A typical GitHub Action workflow includes generating a plan for each commit to a pull request branch. This is then reviewed in HCP Terraform. Once you update the VCS branch, the configuration is automatically applied.
Upon configuring the GitHub Action, you can create and merge a pull request to test the workflow. HCP Terraform has built-in support for webhooks to facilitate this generic workflow. Also, by using HashiCorp's Terraform GitHub Actions, you can design a custom workflow with additional steps before or after your Terraform operations, enhancing your automation capabilities.

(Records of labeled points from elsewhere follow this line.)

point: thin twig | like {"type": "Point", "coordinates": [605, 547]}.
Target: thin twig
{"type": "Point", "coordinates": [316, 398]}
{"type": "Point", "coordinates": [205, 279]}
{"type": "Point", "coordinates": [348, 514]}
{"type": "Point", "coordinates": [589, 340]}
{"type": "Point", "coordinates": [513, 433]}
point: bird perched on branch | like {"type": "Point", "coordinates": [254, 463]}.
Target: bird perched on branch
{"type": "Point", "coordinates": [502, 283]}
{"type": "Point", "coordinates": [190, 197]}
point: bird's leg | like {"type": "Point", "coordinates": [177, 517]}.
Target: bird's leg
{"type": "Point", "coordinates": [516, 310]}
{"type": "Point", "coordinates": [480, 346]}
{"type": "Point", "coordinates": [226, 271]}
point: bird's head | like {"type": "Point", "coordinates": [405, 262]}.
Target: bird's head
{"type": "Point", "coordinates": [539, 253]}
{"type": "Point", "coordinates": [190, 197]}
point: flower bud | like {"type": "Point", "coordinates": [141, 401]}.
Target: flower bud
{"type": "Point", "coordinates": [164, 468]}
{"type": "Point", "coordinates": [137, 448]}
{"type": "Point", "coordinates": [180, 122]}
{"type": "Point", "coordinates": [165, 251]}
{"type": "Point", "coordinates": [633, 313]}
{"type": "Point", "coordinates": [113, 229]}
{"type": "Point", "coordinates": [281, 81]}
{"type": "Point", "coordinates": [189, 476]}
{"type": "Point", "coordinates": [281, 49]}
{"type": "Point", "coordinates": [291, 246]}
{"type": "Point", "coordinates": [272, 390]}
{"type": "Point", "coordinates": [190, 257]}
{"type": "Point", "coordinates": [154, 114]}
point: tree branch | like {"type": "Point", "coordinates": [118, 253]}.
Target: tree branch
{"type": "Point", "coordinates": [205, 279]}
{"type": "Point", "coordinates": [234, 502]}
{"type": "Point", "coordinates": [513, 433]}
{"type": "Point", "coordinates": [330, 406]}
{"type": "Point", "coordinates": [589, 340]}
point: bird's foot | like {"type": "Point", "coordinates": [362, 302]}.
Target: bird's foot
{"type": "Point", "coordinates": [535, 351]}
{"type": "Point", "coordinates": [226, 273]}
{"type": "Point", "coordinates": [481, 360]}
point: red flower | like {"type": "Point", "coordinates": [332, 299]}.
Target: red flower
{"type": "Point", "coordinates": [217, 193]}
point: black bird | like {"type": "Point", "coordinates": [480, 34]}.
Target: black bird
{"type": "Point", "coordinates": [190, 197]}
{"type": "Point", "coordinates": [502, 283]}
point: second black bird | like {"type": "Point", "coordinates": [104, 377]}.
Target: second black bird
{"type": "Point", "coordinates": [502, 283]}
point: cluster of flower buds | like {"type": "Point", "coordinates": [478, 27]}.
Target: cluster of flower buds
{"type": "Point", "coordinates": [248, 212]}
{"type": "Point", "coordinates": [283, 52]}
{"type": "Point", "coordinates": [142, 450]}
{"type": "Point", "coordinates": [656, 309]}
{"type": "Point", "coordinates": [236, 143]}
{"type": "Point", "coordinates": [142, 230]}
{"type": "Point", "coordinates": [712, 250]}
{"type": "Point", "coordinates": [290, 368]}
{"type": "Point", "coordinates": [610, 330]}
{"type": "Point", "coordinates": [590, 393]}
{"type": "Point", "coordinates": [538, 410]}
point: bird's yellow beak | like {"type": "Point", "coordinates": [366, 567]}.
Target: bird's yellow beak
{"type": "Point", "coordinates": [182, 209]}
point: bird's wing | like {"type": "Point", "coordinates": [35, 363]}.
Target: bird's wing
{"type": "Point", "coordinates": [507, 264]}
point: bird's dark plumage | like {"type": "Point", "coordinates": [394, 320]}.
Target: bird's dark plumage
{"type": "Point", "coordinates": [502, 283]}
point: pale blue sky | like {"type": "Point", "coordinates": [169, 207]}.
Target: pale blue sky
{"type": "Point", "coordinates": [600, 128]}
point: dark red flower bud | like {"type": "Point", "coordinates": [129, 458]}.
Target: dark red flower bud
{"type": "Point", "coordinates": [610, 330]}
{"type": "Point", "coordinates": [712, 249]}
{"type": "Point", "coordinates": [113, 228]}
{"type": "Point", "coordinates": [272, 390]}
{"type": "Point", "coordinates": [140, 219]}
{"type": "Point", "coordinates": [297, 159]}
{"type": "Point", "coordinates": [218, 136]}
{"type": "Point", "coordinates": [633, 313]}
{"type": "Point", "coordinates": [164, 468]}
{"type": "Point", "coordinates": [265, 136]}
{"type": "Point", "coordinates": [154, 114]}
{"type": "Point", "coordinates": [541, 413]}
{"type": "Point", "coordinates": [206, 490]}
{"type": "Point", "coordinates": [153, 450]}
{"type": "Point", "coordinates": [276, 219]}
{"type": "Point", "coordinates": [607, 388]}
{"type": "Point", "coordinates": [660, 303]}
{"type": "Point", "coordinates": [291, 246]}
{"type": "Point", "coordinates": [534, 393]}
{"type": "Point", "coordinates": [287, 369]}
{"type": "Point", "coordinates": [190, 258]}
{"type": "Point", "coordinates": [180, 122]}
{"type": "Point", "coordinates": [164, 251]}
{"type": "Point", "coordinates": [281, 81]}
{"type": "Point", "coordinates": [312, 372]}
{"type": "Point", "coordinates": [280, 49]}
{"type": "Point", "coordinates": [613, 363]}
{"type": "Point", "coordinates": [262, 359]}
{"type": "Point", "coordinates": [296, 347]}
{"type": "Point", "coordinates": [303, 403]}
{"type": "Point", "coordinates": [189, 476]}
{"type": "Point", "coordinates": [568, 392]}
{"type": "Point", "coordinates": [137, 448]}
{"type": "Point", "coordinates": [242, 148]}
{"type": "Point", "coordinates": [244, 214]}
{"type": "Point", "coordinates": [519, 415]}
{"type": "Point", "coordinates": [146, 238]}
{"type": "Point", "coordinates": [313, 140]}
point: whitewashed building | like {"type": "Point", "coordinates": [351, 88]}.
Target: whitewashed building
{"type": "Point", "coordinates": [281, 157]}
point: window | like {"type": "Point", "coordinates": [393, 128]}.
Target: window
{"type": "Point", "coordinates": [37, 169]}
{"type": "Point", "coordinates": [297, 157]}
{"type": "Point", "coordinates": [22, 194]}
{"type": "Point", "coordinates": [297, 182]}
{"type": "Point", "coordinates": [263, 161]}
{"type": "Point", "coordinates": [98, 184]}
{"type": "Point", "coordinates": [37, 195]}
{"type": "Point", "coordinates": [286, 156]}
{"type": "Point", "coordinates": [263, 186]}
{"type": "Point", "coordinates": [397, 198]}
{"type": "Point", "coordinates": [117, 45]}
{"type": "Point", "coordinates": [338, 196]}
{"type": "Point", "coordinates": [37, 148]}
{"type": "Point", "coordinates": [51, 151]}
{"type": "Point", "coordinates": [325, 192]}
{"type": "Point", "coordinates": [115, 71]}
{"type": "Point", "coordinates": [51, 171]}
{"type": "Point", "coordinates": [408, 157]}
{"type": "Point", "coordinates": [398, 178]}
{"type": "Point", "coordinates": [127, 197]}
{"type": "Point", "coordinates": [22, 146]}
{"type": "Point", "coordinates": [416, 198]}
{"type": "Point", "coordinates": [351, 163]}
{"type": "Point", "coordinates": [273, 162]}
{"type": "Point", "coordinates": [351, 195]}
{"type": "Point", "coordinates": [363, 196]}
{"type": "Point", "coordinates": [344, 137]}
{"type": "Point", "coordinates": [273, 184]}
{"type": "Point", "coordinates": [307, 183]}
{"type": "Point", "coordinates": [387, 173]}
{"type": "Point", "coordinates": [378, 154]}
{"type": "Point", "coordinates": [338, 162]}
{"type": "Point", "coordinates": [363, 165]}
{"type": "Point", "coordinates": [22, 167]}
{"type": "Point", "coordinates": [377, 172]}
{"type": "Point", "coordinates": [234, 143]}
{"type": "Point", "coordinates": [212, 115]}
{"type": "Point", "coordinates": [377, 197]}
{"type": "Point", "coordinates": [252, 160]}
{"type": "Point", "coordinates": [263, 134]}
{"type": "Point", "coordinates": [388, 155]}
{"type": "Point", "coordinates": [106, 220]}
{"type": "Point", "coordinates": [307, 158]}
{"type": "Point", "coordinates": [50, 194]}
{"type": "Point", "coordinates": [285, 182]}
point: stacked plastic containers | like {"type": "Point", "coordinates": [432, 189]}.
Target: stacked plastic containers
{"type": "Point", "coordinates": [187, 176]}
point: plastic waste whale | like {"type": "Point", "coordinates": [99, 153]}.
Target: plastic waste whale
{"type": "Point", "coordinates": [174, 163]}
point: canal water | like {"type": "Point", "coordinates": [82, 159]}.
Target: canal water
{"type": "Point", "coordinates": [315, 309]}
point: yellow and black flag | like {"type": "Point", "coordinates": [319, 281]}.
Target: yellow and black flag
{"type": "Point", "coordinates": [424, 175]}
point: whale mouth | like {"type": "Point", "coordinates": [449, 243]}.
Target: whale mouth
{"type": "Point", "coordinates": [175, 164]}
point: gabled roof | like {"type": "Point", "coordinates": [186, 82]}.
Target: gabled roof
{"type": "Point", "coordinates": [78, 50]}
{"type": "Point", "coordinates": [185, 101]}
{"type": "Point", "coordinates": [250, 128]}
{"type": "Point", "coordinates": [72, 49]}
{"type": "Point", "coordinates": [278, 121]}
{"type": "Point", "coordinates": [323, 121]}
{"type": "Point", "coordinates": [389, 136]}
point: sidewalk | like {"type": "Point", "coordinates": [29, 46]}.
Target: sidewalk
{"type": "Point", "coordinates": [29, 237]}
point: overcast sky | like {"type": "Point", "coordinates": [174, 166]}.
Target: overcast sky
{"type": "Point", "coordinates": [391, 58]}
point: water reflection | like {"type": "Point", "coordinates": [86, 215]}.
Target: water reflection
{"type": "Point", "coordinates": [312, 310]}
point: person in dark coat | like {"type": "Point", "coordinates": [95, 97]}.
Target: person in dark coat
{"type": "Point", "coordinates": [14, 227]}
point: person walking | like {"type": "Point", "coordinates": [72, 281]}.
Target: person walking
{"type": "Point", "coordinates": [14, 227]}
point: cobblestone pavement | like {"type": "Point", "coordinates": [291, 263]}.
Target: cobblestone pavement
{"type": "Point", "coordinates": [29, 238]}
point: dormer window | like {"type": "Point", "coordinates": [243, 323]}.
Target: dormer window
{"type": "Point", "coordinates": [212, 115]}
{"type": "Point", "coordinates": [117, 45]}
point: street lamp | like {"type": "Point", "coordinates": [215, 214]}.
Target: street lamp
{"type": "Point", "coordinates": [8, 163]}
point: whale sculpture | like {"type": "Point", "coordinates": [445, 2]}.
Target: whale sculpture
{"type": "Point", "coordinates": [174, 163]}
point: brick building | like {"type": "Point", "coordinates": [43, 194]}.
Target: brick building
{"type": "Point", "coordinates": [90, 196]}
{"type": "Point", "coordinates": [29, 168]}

For additional information and resources, you can refer to the following documentation:
- Announcement(opens in new tab)
- Tutorial(opens in new tab)
Command line-driven workflow
The command line-driven workflow, you can transition from using OSS command line commands to HCP Terraform Agents for triggering the build process. This workflow offers the flexibility to iterate on your configuration and work locally, allowing for efficient development and testing. Moreover, it simplifies integration with CI/CD tools, enabling the addition of testing steps and enhancing deployment reliability, streamlining the process compared to the VCS-driven approach. Also, the command line workflow promotes centralized code management, fostering effective collaboration and version control, which is valuable for organizations with complex requirements. Furthermore, it permits convenient local development of workspaces, minimizing the need for frequent code commits and enhancing the overall development experience. For organizations with existing CI/CD configurations, transitioning to the command line workflow can be straightforward, allowing them to retain their current setups and reducing the need for major adjustments. Lastly, the command line workflow provides faster feedback to practitioners, enabling greater flexibility in deploying changes across different environments, making it an attractive alternative to the VCS-driven approach for those who require rapid iterations and deployments.
Workflow overview
This high-level command line-driven workflow includes the following steps:
- Generate a command line token for use as a CI/CD tool or local user.
- Create a workspace and update the backend configuration block.
- Construct CI/CD pipelines to include pre-plan checks like linting, security scanning, and unit testing.
- Trigger the plan using the terraform plan, apply, or destroy command line command, whether invoked by a human user or a CI/CD script.
- Configure your CI/CD tool to automatically trigger plans based on branch or directory changes.
- Set up different pipelines for pull requests, pushes to specific branches, and so on.
After making and validating code changes, merge pull requests to the main branch.